He cambiado, ya no soy el mismo hombre. Mi metamorfosis se ha producido. Lo veo en mi piel ajada, no por el paso del tiempo sino por la vileza del acto que voy a cometer, no con mis manos, pero como si lo fuera. Hoy me siento el Poncio Pilatos bíblico mismo. Me desprecio.
–Señor Demort, todo está listo.
–Matilde, ¿tendré perdón? ¿podré seguir con mi vida? …
–Señor, no le juzgo. No tengo hijos. No sé lo que haría. Entiendo que la desesperación…
–Sí, la desesperación puede matar la cordura.
Observo cómo vuelve sobre sus pasos y entra en la sala contigua al salón. Noto la frialdad que sale de ahí, como si quisiera dañarme. Todo el interior es blanco: desde la camilla del centro hasta los dos hombres ataviados con sus batas. La monocromía la rompen el instrumental quirúrgico y un pequeño container metálico junto a él.
–Necesito una copa. ¡El aire es irrespirable! ¡Esta frialdad que sale de la sala contrasta tanto con la calidez del salón! ¡Es raro, no se mezclan en un solo ambiente, más bien parece que una atmósfera quisiera imponerse sobre la otra! ¿Lo sientes Matilde?
–Tranquilícese, señor. Es producto de su conciencia. Piense en su hijita, pronto estará sana, con toda la vida por delante.
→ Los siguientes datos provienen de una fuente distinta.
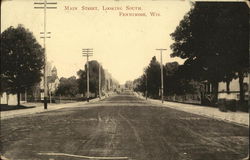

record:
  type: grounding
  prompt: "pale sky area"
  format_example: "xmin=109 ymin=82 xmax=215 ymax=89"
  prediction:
xmin=1 ymin=0 xmax=191 ymax=84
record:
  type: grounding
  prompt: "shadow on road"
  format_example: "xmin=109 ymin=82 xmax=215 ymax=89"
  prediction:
xmin=0 ymin=104 xmax=35 ymax=112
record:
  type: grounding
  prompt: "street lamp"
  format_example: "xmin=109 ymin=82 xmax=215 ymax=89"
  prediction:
xmin=82 ymin=48 xmax=93 ymax=102
xmin=34 ymin=0 xmax=57 ymax=109
xmin=156 ymin=48 xmax=167 ymax=103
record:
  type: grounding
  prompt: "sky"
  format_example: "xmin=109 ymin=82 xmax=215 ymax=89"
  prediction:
xmin=1 ymin=0 xmax=191 ymax=84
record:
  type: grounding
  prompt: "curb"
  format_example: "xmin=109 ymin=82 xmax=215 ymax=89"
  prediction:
xmin=0 ymin=97 xmax=106 ymax=120
xmin=136 ymin=95 xmax=249 ymax=127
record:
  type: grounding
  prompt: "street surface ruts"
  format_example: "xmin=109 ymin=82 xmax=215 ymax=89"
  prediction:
xmin=1 ymin=93 xmax=249 ymax=160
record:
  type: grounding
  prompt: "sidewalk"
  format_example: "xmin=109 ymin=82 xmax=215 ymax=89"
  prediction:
xmin=137 ymin=95 xmax=249 ymax=126
xmin=0 ymin=98 xmax=102 ymax=120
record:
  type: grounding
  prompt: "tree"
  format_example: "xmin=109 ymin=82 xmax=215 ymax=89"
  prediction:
xmin=77 ymin=60 xmax=105 ymax=96
xmin=56 ymin=76 xmax=79 ymax=97
xmin=0 ymin=25 xmax=44 ymax=105
xmin=171 ymin=2 xmax=249 ymax=101
xmin=143 ymin=56 xmax=161 ymax=98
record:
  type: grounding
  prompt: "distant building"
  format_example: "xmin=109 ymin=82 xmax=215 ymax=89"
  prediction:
xmin=218 ymin=74 xmax=250 ymax=100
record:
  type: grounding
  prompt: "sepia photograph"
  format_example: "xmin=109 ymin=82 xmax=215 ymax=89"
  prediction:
xmin=0 ymin=0 xmax=250 ymax=160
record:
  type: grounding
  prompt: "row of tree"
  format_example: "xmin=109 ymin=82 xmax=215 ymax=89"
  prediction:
xmin=133 ymin=57 xmax=199 ymax=98
xmin=0 ymin=25 xmax=112 ymax=105
xmin=0 ymin=25 xmax=44 ymax=105
xmin=171 ymin=2 xmax=249 ymax=102
xmin=134 ymin=2 xmax=249 ymax=105
xmin=56 ymin=60 xmax=105 ymax=97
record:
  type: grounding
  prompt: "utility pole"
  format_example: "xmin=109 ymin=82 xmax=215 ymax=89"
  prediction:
xmin=82 ymin=48 xmax=93 ymax=102
xmin=156 ymin=49 xmax=167 ymax=103
xmin=99 ymin=62 xmax=102 ymax=99
xmin=34 ymin=0 xmax=57 ymax=109
xmin=146 ymin=71 xmax=148 ymax=100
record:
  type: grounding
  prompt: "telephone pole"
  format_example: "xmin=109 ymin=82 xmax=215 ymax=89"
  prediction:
xmin=145 ymin=71 xmax=148 ymax=100
xmin=82 ymin=48 xmax=93 ymax=102
xmin=34 ymin=0 xmax=57 ymax=109
xmin=156 ymin=49 xmax=167 ymax=103
xmin=99 ymin=62 xmax=102 ymax=99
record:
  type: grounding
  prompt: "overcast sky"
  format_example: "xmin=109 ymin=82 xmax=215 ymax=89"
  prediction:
xmin=1 ymin=0 xmax=191 ymax=84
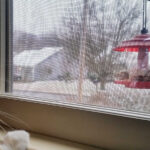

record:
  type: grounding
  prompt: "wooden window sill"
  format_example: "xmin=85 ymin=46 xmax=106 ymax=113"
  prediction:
xmin=0 ymin=131 xmax=100 ymax=150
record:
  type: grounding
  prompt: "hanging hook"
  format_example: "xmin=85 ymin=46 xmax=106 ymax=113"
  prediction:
xmin=141 ymin=0 xmax=150 ymax=34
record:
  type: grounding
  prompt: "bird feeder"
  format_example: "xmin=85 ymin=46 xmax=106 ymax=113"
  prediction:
xmin=113 ymin=0 xmax=150 ymax=89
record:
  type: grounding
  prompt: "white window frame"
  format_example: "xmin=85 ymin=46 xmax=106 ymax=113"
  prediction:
xmin=0 ymin=0 xmax=6 ymax=93
xmin=0 ymin=0 xmax=150 ymax=149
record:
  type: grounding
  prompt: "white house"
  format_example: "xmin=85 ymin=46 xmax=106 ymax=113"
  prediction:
xmin=13 ymin=47 xmax=79 ymax=81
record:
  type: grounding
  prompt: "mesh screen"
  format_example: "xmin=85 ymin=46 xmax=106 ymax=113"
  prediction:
xmin=13 ymin=0 xmax=150 ymax=112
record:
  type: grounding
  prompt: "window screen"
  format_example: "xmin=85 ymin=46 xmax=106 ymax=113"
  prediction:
xmin=13 ymin=0 xmax=150 ymax=112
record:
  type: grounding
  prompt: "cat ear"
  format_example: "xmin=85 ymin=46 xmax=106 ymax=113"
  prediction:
xmin=0 ymin=140 xmax=4 ymax=144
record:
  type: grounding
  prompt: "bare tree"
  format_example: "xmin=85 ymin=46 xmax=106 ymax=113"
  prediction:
xmin=61 ymin=0 xmax=140 ymax=90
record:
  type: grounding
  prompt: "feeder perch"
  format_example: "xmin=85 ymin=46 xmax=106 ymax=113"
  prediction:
xmin=113 ymin=0 xmax=150 ymax=89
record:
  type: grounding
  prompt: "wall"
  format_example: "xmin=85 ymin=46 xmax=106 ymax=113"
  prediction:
xmin=0 ymin=98 xmax=150 ymax=150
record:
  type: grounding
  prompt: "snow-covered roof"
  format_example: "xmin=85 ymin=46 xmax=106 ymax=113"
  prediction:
xmin=14 ymin=47 xmax=62 ymax=67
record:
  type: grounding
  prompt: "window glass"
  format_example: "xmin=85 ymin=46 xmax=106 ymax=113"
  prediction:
xmin=13 ymin=0 xmax=150 ymax=112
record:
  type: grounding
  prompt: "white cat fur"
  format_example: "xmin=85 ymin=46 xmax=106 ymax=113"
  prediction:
xmin=0 ymin=130 xmax=30 ymax=150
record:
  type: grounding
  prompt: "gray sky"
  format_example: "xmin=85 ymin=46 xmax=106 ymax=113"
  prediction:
xmin=14 ymin=0 xmax=68 ymax=34
xmin=14 ymin=0 xmax=150 ymax=34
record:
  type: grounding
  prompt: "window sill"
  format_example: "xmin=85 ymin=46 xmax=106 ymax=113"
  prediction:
xmin=0 ymin=94 xmax=150 ymax=121
xmin=0 ymin=131 xmax=101 ymax=150
xmin=0 ymin=95 xmax=150 ymax=150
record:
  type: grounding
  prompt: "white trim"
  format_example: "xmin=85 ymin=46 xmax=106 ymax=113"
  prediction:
xmin=0 ymin=0 xmax=6 ymax=93
xmin=0 ymin=94 xmax=150 ymax=121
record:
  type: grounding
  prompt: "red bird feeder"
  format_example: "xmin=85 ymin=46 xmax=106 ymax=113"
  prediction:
xmin=113 ymin=0 xmax=150 ymax=89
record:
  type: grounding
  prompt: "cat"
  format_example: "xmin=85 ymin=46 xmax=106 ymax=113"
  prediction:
xmin=0 ymin=130 xmax=34 ymax=150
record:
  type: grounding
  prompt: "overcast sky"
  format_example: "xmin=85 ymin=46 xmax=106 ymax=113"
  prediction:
xmin=14 ymin=0 xmax=150 ymax=34
xmin=14 ymin=0 xmax=71 ymax=34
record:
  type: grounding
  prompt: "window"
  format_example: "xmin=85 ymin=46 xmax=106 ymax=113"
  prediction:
xmin=0 ymin=0 xmax=150 ymax=113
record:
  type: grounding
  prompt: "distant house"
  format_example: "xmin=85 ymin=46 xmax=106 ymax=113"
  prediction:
xmin=13 ymin=47 xmax=81 ymax=82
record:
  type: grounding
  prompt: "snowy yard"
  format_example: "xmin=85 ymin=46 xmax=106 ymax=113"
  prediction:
xmin=13 ymin=80 xmax=150 ymax=112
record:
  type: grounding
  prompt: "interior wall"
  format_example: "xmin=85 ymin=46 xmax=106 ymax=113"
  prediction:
xmin=0 ymin=98 xmax=150 ymax=150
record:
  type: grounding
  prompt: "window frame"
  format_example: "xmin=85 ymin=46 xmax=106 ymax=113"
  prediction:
xmin=0 ymin=0 xmax=150 ymax=148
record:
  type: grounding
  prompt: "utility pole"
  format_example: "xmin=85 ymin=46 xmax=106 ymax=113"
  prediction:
xmin=78 ymin=0 xmax=88 ymax=102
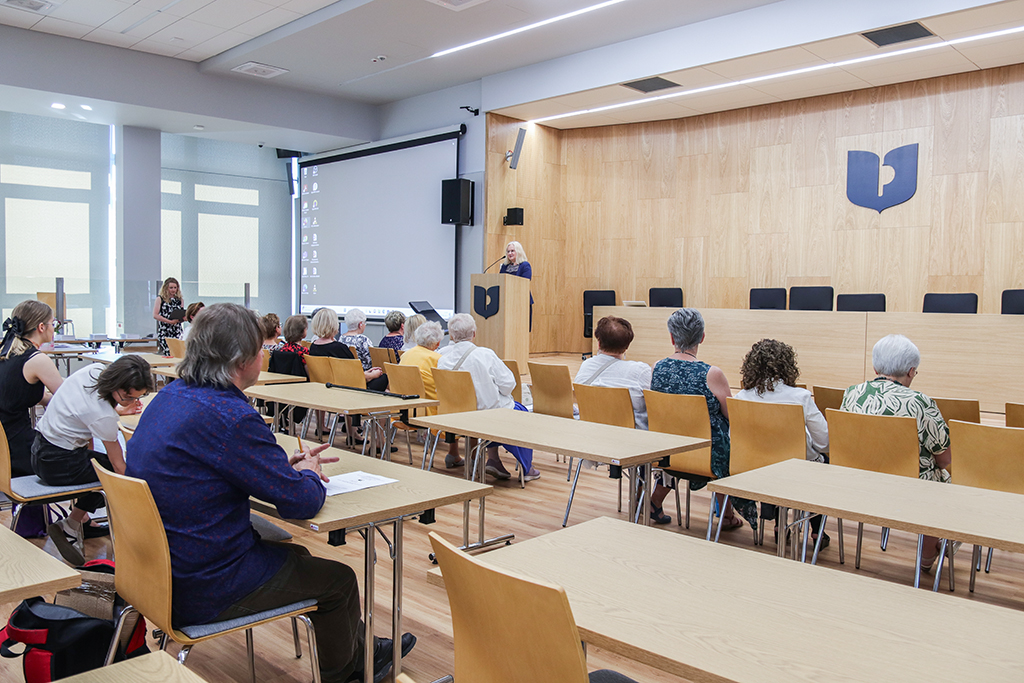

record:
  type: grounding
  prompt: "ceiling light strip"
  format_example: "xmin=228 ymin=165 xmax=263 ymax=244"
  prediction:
xmin=528 ymin=26 xmax=1024 ymax=123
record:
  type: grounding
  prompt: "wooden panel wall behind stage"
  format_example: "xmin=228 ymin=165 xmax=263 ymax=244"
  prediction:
xmin=486 ymin=65 xmax=1024 ymax=352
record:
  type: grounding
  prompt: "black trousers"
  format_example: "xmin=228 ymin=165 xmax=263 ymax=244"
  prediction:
xmin=215 ymin=543 xmax=364 ymax=683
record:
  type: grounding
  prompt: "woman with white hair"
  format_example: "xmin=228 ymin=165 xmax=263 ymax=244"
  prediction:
xmin=841 ymin=335 xmax=952 ymax=571
xmin=499 ymin=241 xmax=534 ymax=331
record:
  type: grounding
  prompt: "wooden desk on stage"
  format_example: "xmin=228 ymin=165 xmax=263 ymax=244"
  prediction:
xmin=0 ymin=526 xmax=82 ymax=604
xmin=708 ymin=460 xmax=1024 ymax=589
xmin=594 ymin=306 xmax=1024 ymax=413
xmin=410 ymin=409 xmax=710 ymax=526
xmin=262 ymin=434 xmax=494 ymax=683
xmin=428 ymin=518 xmax=1024 ymax=683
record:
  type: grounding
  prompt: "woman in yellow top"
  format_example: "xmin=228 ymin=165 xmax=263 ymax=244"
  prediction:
xmin=398 ymin=323 xmax=464 ymax=468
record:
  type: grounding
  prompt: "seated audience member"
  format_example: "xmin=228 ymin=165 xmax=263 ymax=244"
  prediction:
xmin=378 ymin=310 xmax=406 ymax=351
xmin=401 ymin=313 xmax=427 ymax=353
xmin=841 ymin=335 xmax=952 ymax=571
xmin=437 ymin=313 xmax=541 ymax=481
xmin=338 ymin=308 xmax=374 ymax=370
xmin=278 ymin=315 xmax=309 ymax=365
xmin=573 ymin=315 xmax=659 ymax=524
xmin=0 ymin=299 xmax=63 ymax=477
xmin=398 ymin=323 xmax=464 ymax=468
xmin=181 ymin=301 xmax=206 ymax=341
xmin=128 ymin=303 xmax=416 ymax=683
xmin=736 ymin=339 xmax=829 ymax=548
xmin=32 ymin=354 xmax=156 ymax=566
xmin=650 ymin=308 xmax=758 ymax=530
xmin=259 ymin=313 xmax=282 ymax=353
xmin=309 ymin=308 xmax=387 ymax=391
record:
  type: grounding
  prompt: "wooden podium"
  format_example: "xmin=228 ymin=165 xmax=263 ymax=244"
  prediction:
xmin=470 ymin=273 xmax=529 ymax=373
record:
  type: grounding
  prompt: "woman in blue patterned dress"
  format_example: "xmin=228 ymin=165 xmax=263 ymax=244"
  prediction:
xmin=650 ymin=308 xmax=758 ymax=530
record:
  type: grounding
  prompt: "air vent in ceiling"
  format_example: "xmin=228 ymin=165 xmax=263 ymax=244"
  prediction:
xmin=860 ymin=22 xmax=935 ymax=47
xmin=0 ymin=0 xmax=53 ymax=14
xmin=427 ymin=0 xmax=487 ymax=12
xmin=623 ymin=76 xmax=679 ymax=93
xmin=231 ymin=61 xmax=288 ymax=78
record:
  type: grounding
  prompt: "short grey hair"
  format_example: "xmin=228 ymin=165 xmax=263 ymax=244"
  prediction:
xmin=871 ymin=335 xmax=921 ymax=377
xmin=178 ymin=303 xmax=263 ymax=388
xmin=312 ymin=308 xmax=338 ymax=337
xmin=416 ymin=322 xmax=444 ymax=348
xmin=669 ymin=308 xmax=703 ymax=351
xmin=449 ymin=313 xmax=476 ymax=343
xmin=345 ymin=308 xmax=367 ymax=332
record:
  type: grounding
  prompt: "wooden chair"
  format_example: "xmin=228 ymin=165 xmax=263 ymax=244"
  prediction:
xmin=370 ymin=346 xmax=398 ymax=368
xmin=949 ymin=420 xmax=1024 ymax=593
xmin=164 ymin=337 xmax=185 ymax=358
xmin=0 ymin=426 xmax=103 ymax=529
xmin=643 ymin=389 xmax=715 ymax=528
xmin=811 ymin=386 xmax=846 ymax=418
xmin=720 ymin=397 xmax=806 ymax=548
xmin=430 ymin=532 xmax=630 ymax=683
xmin=92 ymin=462 xmax=319 ymax=683
xmin=502 ymin=359 xmax=522 ymax=403
xmin=1006 ymin=403 xmax=1024 ymax=427
xmin=825 ymin=409 xmax=921 ymax=569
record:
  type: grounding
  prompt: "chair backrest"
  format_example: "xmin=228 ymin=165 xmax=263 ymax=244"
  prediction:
xmin=751 ymin=287 xmax=785 ymax=310
xmin=825 ymin=409 xmax=921 ymax=477
xmin=999 ymin=290 xmax=1024 ymax=315
xmin=370 ymin=346 xmax=398 ymax=368
xmin=306 ymin=355 xmax=335 ymax=384
xmin=836 ymin=294 xmax=886 ymax=313
xmin=1007 ymin=403 xmax=1024 ymax=427
xmin=526 ymin=361 xmax=572 ymax=419
xmin=949 ymin=420 xmax=1024 ymax=494
xmin=726 ymin=397 xmax=807 ymax=474
xmin=790 ymin=287 xmax=834 ymax=310
xmin=932 ymin=396 xmax=981 ymax=425
xmin=922 ymin=292 xmax=978 ymax=313
xmin=164 ymin=337 xmax=185 ymax=358
xmin=643 ymin=389 xmax=715 ymax=479
xmin=433 ymin=368 xmax=476 ymax=415
xmin=572 ymin=384 xmax=636 ymax=429
xmin=811 ymin=386 xmax=846 ymax=420
xmin=647 ymin=287 xmax=683 ymax=308
xmin=92 ymin=461 xmax=172 ymax=633
xmin=329 ymin=356 xmax=367 ymax=389
xmin=430 ymin=532 xmax=588 ymax=683
xmin=502 ymin=358 xmax=522 ymax=403
xmin=585 ymin=290 xmax=615 ymax=339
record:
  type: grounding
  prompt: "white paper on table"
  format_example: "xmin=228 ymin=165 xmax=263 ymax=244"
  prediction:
xmin=324 ymin=472 xmax=397 ymax=496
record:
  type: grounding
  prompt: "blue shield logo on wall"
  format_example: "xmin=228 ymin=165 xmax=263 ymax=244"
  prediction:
xmin=846 ymin=142 xmax=918 ymax=213
xmin=473 ymin=285 xmax=502 ymax=319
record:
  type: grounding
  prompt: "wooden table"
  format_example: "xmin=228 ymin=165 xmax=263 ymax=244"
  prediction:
xmin=60 ymin=650 xmax=206 ymax=683
xmin=708 ymin=460 xmax=1024 ymax=590
xmin=428 ymin=518 xmax=1024 ymax=683
xmin=262 ymin=433 xmax=494 ymax=683
xmin=0 ymin=526 xmax=82 ymax=604
xmin=409 ymin=409 xmax=710 ymax=526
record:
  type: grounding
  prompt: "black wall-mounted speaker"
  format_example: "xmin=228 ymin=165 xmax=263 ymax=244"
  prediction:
xmin=441 ymin=178 xmax=473 ymax=225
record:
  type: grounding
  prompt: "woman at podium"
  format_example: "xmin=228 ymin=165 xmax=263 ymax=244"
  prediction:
xmin=499 ymin=242 xmax=534 ymax=332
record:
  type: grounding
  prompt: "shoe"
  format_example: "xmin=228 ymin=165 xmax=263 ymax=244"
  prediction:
xmin=348 ymin=633 xmax=416 ymax=683
xmin=483 ymin=465 xmax=512 ymax=479
xmin=46 ymin=519 xmax=85 ymax=567
xmin=650 ymin=504 xmax=672 ymax=524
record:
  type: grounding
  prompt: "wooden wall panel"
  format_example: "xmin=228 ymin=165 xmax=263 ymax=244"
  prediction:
xmin=485 ymin=65 xmax=1024 ymax=352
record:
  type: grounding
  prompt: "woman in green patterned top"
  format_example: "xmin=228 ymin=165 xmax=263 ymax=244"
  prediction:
xmin=842 ymin=335 xmax=951 ymax=570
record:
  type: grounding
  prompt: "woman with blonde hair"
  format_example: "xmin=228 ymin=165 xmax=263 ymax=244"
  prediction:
xmin=153 ymin=278 xmax=185 ymax=355
xmin=0 ymin=299 xmax=63 ymax=477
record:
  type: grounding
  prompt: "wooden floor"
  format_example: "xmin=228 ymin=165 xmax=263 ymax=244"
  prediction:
xmin=0 ymin=355 xmax=1024 ymax=683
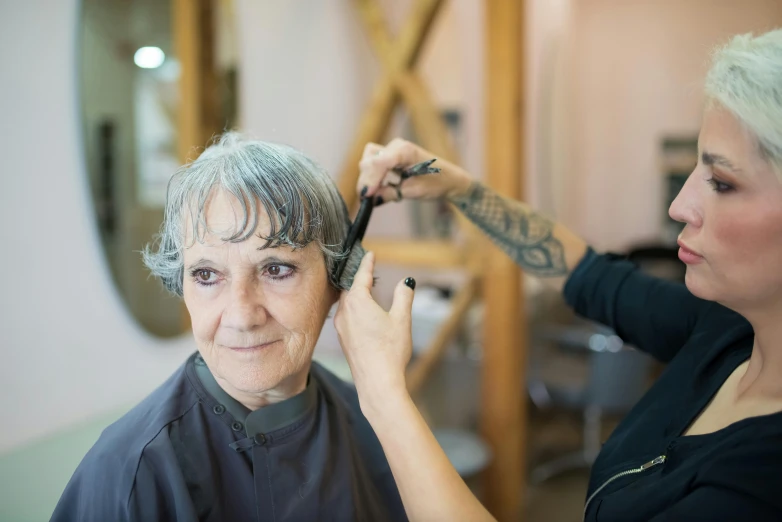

Me desplomo en mi sillón, cojo el retrato de mi hija.
–Por ti no me importa condenarme. Eres la luz de mi firmamento. La llevas en tu piel, una marca de nacimiento en tu mano, una mancha marrón que dibuja casi con exactitud una estrella de cinco puntas. Mi brillante estrella. Papá te arreglará tu corazón y brillarás con más fuerza.
Miro hacia la puerta que se abre de golpe. Un hombre joven y bien vestido porta un pequeño bulto envuelto en una sábana blanca.
–Traigo lo que me encargó.
–Ponlo sobre aquella camilla. Mi hija vendrá enseguida.
Marco en mi móvil mientras observo la camilla como un halcón a punto de capturar a su presa. El cuerpo sin vida de una pequeña elegida al azar, un sacrificio involuntario, aunque parte de ella vivirá en mi hija. Un corazón sano para reparar otro estropeado.
–Justine, es la hora. Trae a nuestra niña.
Cuelgo sin esperar respuesta. Me sirvo otra copa con hielo. La espera me ahoga.
–Frank, ¿Qué mira en el retrato? Esa es mi dulce hija.
El móvil no deja de sonar. Siento que el frío de mi copa me traspasa, petrificándome. Miro hacia el bulto aún tapado con la sábana. Una manita inerte se desliza fuera. Reconozco al instante la marca.
En mi mente enajenada imagino un lienzo en blanco sobre el que emerge una diminuta figura marrón, perfectamente contorneada: una estrella de cinco puntas. La visión permanece un instante. Después, nada.
– Señor, yo… no sabía… ésta… ésta es la niña que elegí.